幸福に興味はない。

 私のごとき虚ろな人間に残った唯一の生真面目な部分として、「とりあえず、やってみてから判断する」がある。


 気乗りせんでも、勉学であれ運動であれ労働であれ、ひとまず一通りはある程度に何年か続けてみるのである。


 そうして「やっぱりだめだった」と諦める。


 うむ。


「そういうところがいかんのだ」とおっしゃる向きもあるだろう。


 予言の自己成就とでもいうのか、「おそらく自分には向いていないだろう」から出発してしまうから、「やはり向いていなかった」に到着するのだ、と。


 理屈はよく分かる。


 しかしながら、考えてみて欲しい。「見る前に飛ぶ」芸当を誰ができるのか。


 実際には誰もが、「なんとなくできそうな気がすること」をやってみて成功するのではないだろうか。
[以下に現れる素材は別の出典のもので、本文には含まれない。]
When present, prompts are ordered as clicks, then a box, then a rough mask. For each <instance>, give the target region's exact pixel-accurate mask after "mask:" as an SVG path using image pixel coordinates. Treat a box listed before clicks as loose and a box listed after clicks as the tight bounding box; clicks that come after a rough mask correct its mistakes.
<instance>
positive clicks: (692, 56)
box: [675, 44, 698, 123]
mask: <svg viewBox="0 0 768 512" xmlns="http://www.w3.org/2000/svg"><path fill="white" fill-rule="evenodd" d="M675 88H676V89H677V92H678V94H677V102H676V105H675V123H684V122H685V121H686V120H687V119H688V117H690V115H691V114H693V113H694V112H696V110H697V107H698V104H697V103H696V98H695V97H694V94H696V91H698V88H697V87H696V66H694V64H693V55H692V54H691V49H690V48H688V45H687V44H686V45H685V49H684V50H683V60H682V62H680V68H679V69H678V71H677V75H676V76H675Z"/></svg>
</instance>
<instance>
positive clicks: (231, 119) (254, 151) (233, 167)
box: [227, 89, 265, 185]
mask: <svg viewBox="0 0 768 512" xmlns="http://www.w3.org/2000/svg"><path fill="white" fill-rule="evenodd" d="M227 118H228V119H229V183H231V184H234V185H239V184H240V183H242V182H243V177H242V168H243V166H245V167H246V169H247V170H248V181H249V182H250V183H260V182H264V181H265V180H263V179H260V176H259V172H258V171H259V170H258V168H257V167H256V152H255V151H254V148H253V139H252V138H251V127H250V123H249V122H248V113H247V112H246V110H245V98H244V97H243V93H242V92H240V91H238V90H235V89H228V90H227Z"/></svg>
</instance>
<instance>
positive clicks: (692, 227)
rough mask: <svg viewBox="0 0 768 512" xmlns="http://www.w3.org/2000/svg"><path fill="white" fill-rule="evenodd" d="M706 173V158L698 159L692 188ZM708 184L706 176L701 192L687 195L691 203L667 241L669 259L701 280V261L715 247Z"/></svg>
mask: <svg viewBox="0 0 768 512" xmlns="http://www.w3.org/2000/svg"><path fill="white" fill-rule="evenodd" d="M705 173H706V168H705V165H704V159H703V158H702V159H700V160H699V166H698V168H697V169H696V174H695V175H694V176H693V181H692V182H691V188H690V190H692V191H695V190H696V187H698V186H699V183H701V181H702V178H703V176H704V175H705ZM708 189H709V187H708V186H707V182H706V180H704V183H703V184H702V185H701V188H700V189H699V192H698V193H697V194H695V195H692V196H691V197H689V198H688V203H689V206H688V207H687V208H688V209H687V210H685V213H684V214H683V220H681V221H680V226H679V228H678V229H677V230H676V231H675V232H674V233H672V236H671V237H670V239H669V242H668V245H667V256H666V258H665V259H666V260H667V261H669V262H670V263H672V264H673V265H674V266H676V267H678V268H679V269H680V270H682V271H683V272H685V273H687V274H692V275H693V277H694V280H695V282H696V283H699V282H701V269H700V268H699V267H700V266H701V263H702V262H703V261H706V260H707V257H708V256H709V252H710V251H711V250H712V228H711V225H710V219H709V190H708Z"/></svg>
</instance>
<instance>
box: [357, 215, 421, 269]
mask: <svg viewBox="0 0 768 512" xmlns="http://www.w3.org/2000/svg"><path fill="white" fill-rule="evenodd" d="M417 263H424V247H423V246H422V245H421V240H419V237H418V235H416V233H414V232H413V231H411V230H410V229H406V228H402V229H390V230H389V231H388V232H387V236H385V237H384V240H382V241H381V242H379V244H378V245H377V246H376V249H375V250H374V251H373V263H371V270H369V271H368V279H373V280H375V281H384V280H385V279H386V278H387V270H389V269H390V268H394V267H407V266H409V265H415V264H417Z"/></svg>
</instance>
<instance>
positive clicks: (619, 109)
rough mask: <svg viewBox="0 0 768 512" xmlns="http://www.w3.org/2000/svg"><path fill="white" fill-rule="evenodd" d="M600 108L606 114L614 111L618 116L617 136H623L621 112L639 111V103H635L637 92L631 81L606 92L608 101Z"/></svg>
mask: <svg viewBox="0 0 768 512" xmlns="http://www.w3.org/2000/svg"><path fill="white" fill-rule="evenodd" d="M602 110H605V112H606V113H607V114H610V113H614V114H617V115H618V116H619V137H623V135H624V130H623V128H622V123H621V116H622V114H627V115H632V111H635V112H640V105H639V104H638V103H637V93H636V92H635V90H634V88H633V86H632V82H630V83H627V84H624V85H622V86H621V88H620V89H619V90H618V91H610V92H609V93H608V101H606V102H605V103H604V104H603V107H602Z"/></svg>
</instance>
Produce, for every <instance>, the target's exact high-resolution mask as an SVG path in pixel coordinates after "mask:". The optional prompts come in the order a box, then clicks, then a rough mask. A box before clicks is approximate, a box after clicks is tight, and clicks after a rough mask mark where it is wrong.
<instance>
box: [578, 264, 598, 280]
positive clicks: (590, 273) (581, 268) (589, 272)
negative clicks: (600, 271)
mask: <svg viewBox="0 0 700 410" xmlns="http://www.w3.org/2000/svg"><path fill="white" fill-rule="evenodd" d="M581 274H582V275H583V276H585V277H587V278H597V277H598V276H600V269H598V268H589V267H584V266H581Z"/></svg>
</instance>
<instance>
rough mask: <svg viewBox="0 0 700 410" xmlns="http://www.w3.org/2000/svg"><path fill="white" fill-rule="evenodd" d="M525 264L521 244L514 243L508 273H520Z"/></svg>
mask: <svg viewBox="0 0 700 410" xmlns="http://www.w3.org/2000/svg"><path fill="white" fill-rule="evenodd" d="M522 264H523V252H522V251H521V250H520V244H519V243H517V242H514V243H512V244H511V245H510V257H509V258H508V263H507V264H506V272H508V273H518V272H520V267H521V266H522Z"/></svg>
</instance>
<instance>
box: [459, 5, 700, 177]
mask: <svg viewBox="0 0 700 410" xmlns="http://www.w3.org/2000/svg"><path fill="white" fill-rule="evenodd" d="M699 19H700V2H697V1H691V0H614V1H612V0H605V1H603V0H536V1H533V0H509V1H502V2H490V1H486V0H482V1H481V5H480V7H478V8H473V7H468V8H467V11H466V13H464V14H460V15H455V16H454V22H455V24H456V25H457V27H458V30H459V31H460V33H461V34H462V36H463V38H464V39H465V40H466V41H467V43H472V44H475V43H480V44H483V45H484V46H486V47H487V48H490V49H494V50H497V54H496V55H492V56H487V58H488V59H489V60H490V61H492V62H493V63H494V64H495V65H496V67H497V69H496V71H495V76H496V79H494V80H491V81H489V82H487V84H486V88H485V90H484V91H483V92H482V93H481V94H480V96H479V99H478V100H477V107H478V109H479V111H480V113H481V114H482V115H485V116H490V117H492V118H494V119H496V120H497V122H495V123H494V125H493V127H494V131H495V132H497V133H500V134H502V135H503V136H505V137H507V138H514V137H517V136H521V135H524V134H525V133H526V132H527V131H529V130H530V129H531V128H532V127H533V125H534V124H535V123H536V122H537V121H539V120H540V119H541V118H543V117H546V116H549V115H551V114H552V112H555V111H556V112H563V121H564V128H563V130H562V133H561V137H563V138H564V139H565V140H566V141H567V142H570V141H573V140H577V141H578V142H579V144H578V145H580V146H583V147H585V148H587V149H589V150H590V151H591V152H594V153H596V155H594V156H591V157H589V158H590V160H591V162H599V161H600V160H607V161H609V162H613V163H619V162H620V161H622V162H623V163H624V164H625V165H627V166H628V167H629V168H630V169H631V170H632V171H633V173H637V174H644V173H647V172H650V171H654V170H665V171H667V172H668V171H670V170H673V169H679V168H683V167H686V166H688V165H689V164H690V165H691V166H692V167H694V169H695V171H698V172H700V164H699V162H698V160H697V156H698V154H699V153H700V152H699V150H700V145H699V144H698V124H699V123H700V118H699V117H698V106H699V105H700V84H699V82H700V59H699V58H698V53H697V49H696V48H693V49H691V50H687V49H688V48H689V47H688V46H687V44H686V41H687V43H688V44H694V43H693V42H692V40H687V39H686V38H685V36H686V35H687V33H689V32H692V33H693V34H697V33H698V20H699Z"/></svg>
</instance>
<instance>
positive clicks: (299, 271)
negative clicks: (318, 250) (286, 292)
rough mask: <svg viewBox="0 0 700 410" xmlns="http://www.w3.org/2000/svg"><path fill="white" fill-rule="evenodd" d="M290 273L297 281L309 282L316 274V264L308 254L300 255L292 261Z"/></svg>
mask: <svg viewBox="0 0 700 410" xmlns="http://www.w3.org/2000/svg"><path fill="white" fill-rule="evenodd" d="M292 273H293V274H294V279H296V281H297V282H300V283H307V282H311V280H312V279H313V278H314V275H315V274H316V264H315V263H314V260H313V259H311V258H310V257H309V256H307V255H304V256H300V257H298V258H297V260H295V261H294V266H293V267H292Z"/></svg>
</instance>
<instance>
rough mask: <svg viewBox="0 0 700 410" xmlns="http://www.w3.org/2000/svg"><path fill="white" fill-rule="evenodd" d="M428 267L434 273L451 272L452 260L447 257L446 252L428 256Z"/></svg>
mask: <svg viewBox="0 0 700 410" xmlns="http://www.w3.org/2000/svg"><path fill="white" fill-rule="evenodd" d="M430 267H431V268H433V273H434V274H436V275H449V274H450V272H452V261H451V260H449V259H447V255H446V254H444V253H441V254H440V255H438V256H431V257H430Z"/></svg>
 この、向き不向きに対する第一印象や感触は、論理性が無いだけに無視できない要素ではないだろうか。


 要するに。


「生きることに向いていない」とのファーストインプレッションから、ここまでまったく生き辛く生き苦しいまま生きてきた友よ、今日も息をしているか。


 こう呼びかけたいのだ。


 五月だ。


 何かをせねばならんという気にさせる四月が無事、過ぎた。


 生き物がやらねばならんことなど何もない。なのになぜ、そのように思ってしまうのだろうかと考えた。


 ひとつ、我ら人間は、快楽を過剰に評価してしまって、あまつさえその状態を「幸福」などと呼んでしまったがために苦しんでいるのではないか、と仮説を立てた。


 書きながら、なんとも目新しさのない説であるなと苦笑するばかりである。


 しかしながら、快楽なる脳に芽生えた厄介な代物をどう処すかは、避けようのない生の命題であろうと思う。


 過ぎたるはなお及ばざるが如し。それがこころよいからといって、快楽が続く状態を幸福と名付けるのは、人類史におけるミスであったとさえ思う。


 正直に申し上げれば、不快が無くなればそれで十分で、それを上書きするような快楽は不要だ。


 なぜなら、そのうちに快楽が無いことを不快に感じてしまうようになる。幸福中毒患者の一丁上がりである。


 我々はあくまでも、不快や苦しみや悲しみを消すために行動すべきだと思う。快楽や喜びや楽しみを得るためではなく、だ。


 不快を消していく過程ですっきりとしたものが得られることにまで反対はしない。


 実は最近、私の脳は快楽づいている。


 その理由は恐らく、先月の終わりごろから朝にコーヒーを三杯飲む習慣を始めたことだ。


 カフェインは、手っ取り早く爽快な気分を与えてくれる。もっと早く始めれば良かった、と思いつつ、どうせ早晩飽きてしまうのだろうなという未来予測も立っている。


 毎年そうだ。


 何かを始めようという気分に当てられてなにがしか始めるのだが、ほとんど続かない。


 幸福にも、すっかり飽き飽きしている。友よ、あなたは続けられている習慣はあるか。無いのなら、不快を消すという習慣はどうだろう。幸福は、どうでもいいではないか。